Pour ça les organisateurs veulent s’appuyer sur l’invité vedette de cette édition : Pedro Edmunds Paoa, le maire de Rapa Nui. Une île qui connait, comme beaucoup d’autres en Polynésie, les défis de l’insularité, ceux de l’isolement, la pression touristique ou les limitations physiques. Ce qui n’empêche pas son tavana d’être très engagé sur le sujet de l’économie circulaire, comme il avait pu le démontrer en avril dernier à une délégations du SPC (dont son président Cyril Tetuanui et dix autres tavana des Marquises, Tuamotu, Australes et Raromatai) qui s’était déplacée sur l’île de Pâques pour une conférence sur le microplastique. « C’est un juste retour que de lui dire : on a les mêmes problématiques, ce que tu fais toi avec ta population, ça peut nous intéresser et on veut le partager avec les autres maires qui n’ont pas pu venir à Rapa Nui », explique Ivana Surdacki.

Déchets, eau, CGCT… Des problématiques traitées « au quotidien » plus qu’au Congrès

Voilà pour les thèmes « officiels » de discussion de cette édition. Ce ne seront pas les seuls pour les 46 tavana présents, dont beaucoup font face à des difficultés récurrentes dans leur gestion. Sur la distribution de l’eau potable ou l’assainissement, beaucoup de communes sont encore loin de remplir les obligations fixées par le Code Général des Collectivités Territoriales, théoriquement en vigueur depuis dix ans en Polynésie, mais dont la pleine application fait l’objet de dérogations récurrentes. Ce sera encore une fois un thème d’interpellation de l’État, des parlementaires ou du Pays.

Comme d’ailleurs l’impact des nouveaux rythmes scolaires fixés par le gouvernement pour les missions communales. Ou l’exercice de la compétence déchet, toujours des plus coûteuses et des plus problématiques. Comme son prédécesseur, Moetai Brotherson s’était dit ouvert à l’idée de transférer au Pays cette compétence, une « grande concertation » avait même été lancée sur le sujet l’année dernière… Sans avancées officielles pour l’instant.

Pourquoi n’avoir pas inscrit ce sujet important au programme officiel du Congrès ? Le CGCT, l’eau, l’assainissement, les déchets, c’est le quotidien des communes, et il est traité toute l’année dans nos relations avec les services du Pays, répond la directrice générale des services du SPC. En faire un Congrès, juste pour dire voilà où on en est de nos échanges, des travaux que l’on mène ensemble… Les élus se disent qu’on pourrait attirer l’attention sur d’autres problématiques, plutôt que sur celles qui sont traitées au quotidien par nos services ».

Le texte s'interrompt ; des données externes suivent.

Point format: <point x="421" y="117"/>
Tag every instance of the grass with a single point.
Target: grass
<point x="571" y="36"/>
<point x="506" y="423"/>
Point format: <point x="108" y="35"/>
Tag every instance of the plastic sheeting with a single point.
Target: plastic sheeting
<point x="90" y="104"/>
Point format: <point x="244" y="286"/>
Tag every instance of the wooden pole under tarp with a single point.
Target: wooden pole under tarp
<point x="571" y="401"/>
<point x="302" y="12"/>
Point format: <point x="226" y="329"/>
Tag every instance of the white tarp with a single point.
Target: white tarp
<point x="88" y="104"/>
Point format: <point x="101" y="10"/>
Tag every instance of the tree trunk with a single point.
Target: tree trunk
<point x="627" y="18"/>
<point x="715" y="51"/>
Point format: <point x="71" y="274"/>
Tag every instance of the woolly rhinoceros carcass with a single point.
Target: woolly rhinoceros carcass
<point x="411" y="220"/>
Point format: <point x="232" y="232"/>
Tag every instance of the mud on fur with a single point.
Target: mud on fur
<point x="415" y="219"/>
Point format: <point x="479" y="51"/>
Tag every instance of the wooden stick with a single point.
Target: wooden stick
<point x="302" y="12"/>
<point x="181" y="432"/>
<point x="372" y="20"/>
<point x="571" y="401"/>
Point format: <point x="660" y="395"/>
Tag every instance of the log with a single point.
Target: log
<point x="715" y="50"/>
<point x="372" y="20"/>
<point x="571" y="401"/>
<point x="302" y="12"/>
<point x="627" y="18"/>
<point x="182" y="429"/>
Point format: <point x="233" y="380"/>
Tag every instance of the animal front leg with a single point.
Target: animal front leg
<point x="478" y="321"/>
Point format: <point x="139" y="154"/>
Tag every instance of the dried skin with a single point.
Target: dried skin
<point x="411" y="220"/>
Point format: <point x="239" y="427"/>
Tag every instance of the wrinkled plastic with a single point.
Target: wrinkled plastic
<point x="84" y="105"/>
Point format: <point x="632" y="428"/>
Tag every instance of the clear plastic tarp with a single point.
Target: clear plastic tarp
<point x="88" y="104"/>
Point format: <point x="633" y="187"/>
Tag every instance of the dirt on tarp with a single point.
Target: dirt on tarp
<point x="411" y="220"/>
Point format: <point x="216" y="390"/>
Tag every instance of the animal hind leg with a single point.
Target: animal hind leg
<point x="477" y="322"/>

Enfin, à deux ans des municipales, le 33e Congrès des communes devrait être un important centre de tractation électorale. Certes 45 des 46 tavana présents sont autonomistes, et les prises seront difficiles pour l’un et l’autre camp. Mais la réunion sera sûrement l’occasion de prendre le pouls politique de certaines équipes, de tendre des perches à certains élus. Le SPC se dégage de ce genre de débat : « Chaque évènement qui réunit les maires et les élus est l’occasion de discussions : à eux de choisir les sujets sur lesquels ils veulent échanger en dehors des espaces de congrès », note Ivana Surdacki. Pas de débats officiels non plus pour la présidence du syndicat : Cyril Tetuanui, tavana de Tumaraa, a été réélu en 2020 pour 6 ans… Et donc jusqu’aux prochaines municipales.